Zum Topspiel der Frauen-Bundesliga kam Paszehr am vergangenen Freitag wieder einmal auf die TV-Bildschirme. Denn die Freitagsspiele der Frauen-Bundesliga überträgt der Fernsehsender Eurosport. Dieser zeigte einen knappen 1:0-Sieg von Turbine Potsdam gegen Eintracht Frankfurt – und eben Annika Paszehr an der Seitenlinie. Zu sehen im Free-TV.

Eine Dimension, die der 29-Jährigen aber immer erst nach den Spielen deutlich wird. „Tatsächlich bin ich während des Spiels so fokussiert, dass ich überhaupt nicht darüber nachdenke, dass da gerade sehr viele Menschen zuschauen“, erklärt Paszehr, die für die Holzpfosten Schwerte pfeift. „Ich genieße es eher, weil ich weiß, dass meine Familie und Freunde mir mal bei der Arbeit zuschauen können.“

Annika Paszehr erlebt ein aufregendes Jahr als Schiedsrichterin: Im Juli stand sie als Assistentin im DFB-Pokalfinale, zuletzt an der Seite beim Topspiel der Frauen-Bundesliga.

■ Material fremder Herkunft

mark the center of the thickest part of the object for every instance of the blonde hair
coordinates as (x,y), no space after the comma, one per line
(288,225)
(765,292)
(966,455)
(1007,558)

Annika Paszehr erlebt ein aufregendes Jahr als Schiedsrichterin: Im Juli stand sie als Assistentin im DFB-Pokalfinale, zuletzt an der Seite beim Topspiel der Frauen-Bundesliga. © imago images/foto2press

Dass Paszehr Schiedsrichterin in den professionellen Fußball-Ligen Deutschlands ist, macht sie derzeit zur privilegierten Person. Sie ist an den Wochenenden bis hin nach Frankfurt unterwegs – allerdings achtet der DFB darauf, dass die Schiedsrichterinnen nicht quer durch die Republik fahren müssen. „Ich kann mich glücklich schätzen, dass ich derzeit mein Hobby, was das Pfeifen für mich immer noch ist, ausführen darf“, sagt Paszehr.

Verrückte Anfahrtsregel

Sie und ihre Kolleginnen profitieren vom professionellen Hygienekonzept des DFB. Das geht sogar so weit, dass Paszehr und Schiedsrichterin Nadine Westerhoff nach Frankfurt getrennt anreisen mussten. Obwohl die Dortmunderin und Bochumerin quasi Nachbarinnen sind. „Wir sollen eben so wenig Kontakt wie möglich haben“, erklärt Paszehr. „Deshalb werden wir auch einmal pro Woche getestet und ziehen uns mittlerweile in richtig großen Mannschafts-Umkleidekabinen um.“

Als Schiedsrichterin ist sie derzeit nur insofern eingeschränkt, als sie sich aktuell nicht für höhere Aufgaben empfehlen kann – so wie es eigentlich ihr Plan war. Da die 2. Frauen-Bundesliga momentan ausgesetzt ist, finden logischerweise auch keine Beobachtungsspiele statt. Beruflich ist Annika Paszehr jedoch sehr wohl von der Pandemie betroffen.

Im Beruf von Kurzarbeit betroffen

Sie ist die Leiterin des Kinder- und Jugendsports beim TSC Eintracht Dortmund – und hier in Kurzarbeit. Seit November hat sich das Training beim TSC wieder in die digitalen Sphären verschoben. Paszehr organisiert vor allem Live-Workouts über Videoschalten. Da schauen ihr dann nicht 2,65 Millionen Menschen zu, jedoch zahlreiche Kinder und Jugendliche, die auf dasselbe wie Annika Paszehr hoffen: eine baldige Rückkehr in die Normalität.